Jorge havia adormecido na poltrona ao lado do leito, a essas horas seu ronco já era perceptível. Julia continuava sedada, não acordaria tão cedo, fora literalmente apagada, apenas um filete de saliva lhe escorria pelo canto da boca. Ana estava inquieta, estava cansada, destruída, mas relutava em continuar acordada, não conseguiria dormir mesmo que quisesse e como não tinha sono se pôs a fitar a paisagem, ficando ali parada em frente a janela por vários minutos, perdida em seus pensamentos.

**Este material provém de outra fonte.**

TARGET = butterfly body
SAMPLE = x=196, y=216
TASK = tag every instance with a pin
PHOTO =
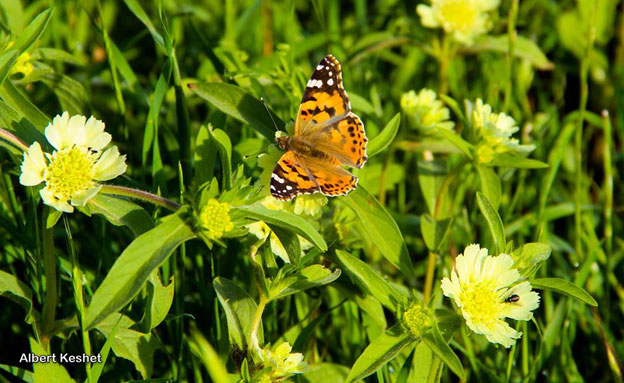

“Sinceramente, esquizofrenia, isso só pode ser brincadeira, minha filha é uma garotinha normal, e eu vou provar isso, nem que eu tenha de procurar uma segunda opinião, ou quanta opiniões forem precisas, minha garotinha não é louca, ela só está confusa...”

(...)

Ao abrir os portões do cemitério Julia assustou-se, uma enorme luz lhe envolveu deixando-a cega por alguns segundos. Seus olhos lacrimejaram, teve dificuldades para recuperar a visão, quando finalmente conseguiu enxergar surpreendeu-se, ela não estava mais no cemitério, mas nas ruas de uma cidade.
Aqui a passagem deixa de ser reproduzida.